The Homeoscope is a wooden lath, which height is equal to the height of the table, and it works as a "selector" of ideas. Using pins, which can be pressed down to stick out of the lower surface, we can set a pattern (search criteria) for the selector. Then, when we are moving the Homeoscope across the table we are actually searching for matching data (each pin of the Homeoscope corresponds to one row of the table), as the Homeoscope will fall down and stop its movement when (and if) it finds a column (idea), which has holes in the same rows, where the pins are pressed down.

In his brochure Korsakov gave the following example for practical use of this device:

If the ideas, signed as columns A, B, C, D, etc, in the table, are indicating the areas of using of different medicines, and rows are indicating different symptoms of diseases, which will be cured by these medicines, then we can set in the Homeoscope all the symptoms of a particular disease, and to move it across the table until will be stopped (a match will be found). Thus we can see which exactly medicine is suitable to be used for these particular symptoms.

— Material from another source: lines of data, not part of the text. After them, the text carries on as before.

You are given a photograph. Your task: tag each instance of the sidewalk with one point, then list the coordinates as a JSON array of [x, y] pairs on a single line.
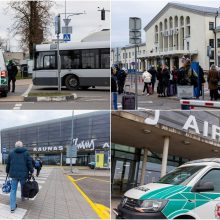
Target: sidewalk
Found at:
[[57, 199]]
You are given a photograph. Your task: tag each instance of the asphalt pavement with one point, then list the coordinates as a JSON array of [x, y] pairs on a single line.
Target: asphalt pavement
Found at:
[[61, 197], [93, 98]]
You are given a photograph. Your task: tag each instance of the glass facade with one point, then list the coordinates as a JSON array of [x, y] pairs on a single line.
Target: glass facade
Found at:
[[91, 131]]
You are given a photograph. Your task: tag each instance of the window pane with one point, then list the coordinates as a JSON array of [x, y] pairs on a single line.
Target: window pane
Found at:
[[214, 177], [70, 59], [90, 59], [105, 59]]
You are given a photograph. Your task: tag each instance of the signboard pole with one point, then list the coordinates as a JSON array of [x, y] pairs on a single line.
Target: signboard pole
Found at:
[[71, 156], [136, 89]]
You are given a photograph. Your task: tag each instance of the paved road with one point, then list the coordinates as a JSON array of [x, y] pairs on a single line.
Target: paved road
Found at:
[[58, 198], [93, 98], [155, 102]]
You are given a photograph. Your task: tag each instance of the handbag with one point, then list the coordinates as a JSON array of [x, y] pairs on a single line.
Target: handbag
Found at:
[[30, 188], [6, 187]]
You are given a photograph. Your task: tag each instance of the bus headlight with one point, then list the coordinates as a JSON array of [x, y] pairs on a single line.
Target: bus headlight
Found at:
[[151, 205]]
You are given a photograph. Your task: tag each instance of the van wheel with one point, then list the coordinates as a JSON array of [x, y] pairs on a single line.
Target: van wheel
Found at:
[[72, 82], [4, 94]]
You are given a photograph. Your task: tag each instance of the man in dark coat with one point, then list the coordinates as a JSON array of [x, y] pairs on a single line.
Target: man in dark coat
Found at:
[[153, 73], [18, 167], [38, 165], [12, 72]]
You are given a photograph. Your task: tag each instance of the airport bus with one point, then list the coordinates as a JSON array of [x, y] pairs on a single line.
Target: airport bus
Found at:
[[83, 64]]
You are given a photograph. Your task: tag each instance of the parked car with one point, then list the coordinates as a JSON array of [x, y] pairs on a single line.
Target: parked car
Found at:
[[191, 191], [3, 77]]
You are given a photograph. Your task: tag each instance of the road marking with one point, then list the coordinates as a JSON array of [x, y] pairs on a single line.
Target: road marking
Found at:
[[5, 212], [99, 210], [17, 106], [81, 179], [25, 94]]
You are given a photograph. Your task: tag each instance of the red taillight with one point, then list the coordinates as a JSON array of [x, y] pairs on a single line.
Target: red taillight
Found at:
[[4, 74]]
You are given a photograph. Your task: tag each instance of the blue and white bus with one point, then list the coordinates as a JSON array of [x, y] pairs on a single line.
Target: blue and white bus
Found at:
[[83, 64]]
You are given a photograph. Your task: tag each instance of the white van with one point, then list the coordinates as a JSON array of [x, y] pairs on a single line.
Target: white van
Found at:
[[191, 191], [3, 76]]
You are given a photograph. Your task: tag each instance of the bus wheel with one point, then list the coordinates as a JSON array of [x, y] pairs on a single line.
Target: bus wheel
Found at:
[[72, 82]]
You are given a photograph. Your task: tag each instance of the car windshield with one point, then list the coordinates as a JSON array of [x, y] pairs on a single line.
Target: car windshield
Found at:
[[181, 175]]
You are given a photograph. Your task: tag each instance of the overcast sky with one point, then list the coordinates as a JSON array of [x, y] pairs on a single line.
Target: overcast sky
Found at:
[[82, 25], [11, 118], [146, 10]]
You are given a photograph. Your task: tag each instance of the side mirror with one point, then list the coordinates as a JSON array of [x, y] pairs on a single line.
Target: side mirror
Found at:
[[203, 187]]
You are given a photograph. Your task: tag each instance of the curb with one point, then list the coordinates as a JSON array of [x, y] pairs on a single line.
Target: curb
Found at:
[[50, 98]]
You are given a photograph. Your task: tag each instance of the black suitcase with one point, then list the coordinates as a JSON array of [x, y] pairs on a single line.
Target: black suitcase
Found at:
[[128, 100], [30, 188]]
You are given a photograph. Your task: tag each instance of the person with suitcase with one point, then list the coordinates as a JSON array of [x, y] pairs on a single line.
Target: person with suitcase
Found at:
[[38, 165], [147, 82], [19, 166]]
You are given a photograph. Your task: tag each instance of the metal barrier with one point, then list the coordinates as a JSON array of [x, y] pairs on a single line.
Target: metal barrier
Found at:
[[188, 104]]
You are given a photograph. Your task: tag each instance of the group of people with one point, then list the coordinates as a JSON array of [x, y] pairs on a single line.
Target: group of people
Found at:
[[118, 78], [168, 80], [12, 73], [20, 166]]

Linear Homeoscope with movable parts

The Linear Homeoscope with movable parts (see the drawing below) is an improved version of the Linear Homeoscope with unmovable parts. The tables are the same, but the Homeoscope has moveable parts, which made possible more complicated search criteria and algorithms to be used.

Linear Homeoscope with movable parts

Linear Homeoscope with movable parts

Flat Homeoscope

The Flat Homeoscope (see the image below) used 2 tables and compared the template (search criteria) from the upper table to the dataset (ideas) of the lower table.

The upper table (marked with ) has holes in all the cells, which can contain pins. The lower table is the same size, but has holes only in some cells, according to the idea (search criteria).

In the upper table can be set all the symptoms of a particular disease, while in the lower table can be set all cases, which will benefit of using a particular medicine. Thus we can prepare a table for all medicines, and to use them one after another, until we find a match—a proper medicine for the particular disease.

Flat Homeoscope of Korsakov

Flat Homeoscope


The Ideoscope of Korsakov is the most clever device of all five, which is capable, using a special table and a pre-arranged object:

 1. To find all matches between 2 compared ideas.

 2. To find all items, presented in the source-idea, but are missing in the target idea.

 3. To find all items, missing in the source-idea, but are presented in the target idea.

 4. To find all items, missing in both ideas, but are presented in other ideas in the same table.

The Ideoscope (see the image below) is capable also to find during the comparison the relative importance of every detail. The number of compared ideas can reach several hundred, and every idea can contain more then a hundred details. Besides that, the Ideoscope (just like Homeoscopes, described above), can be upgraded in order to work with cylindrical tables.

Ideoscope of Korsakov


Simple Comparator

The Simple Comparator of Korsakov (see the drawing below) can produce the same 4 results, as the Ideoscope, but it is capable to work with 2 ideas, comparing them in between. It can contain only several tens of details, but is excels the Ideoscope at that, because it doesn’t need a table to be prepared.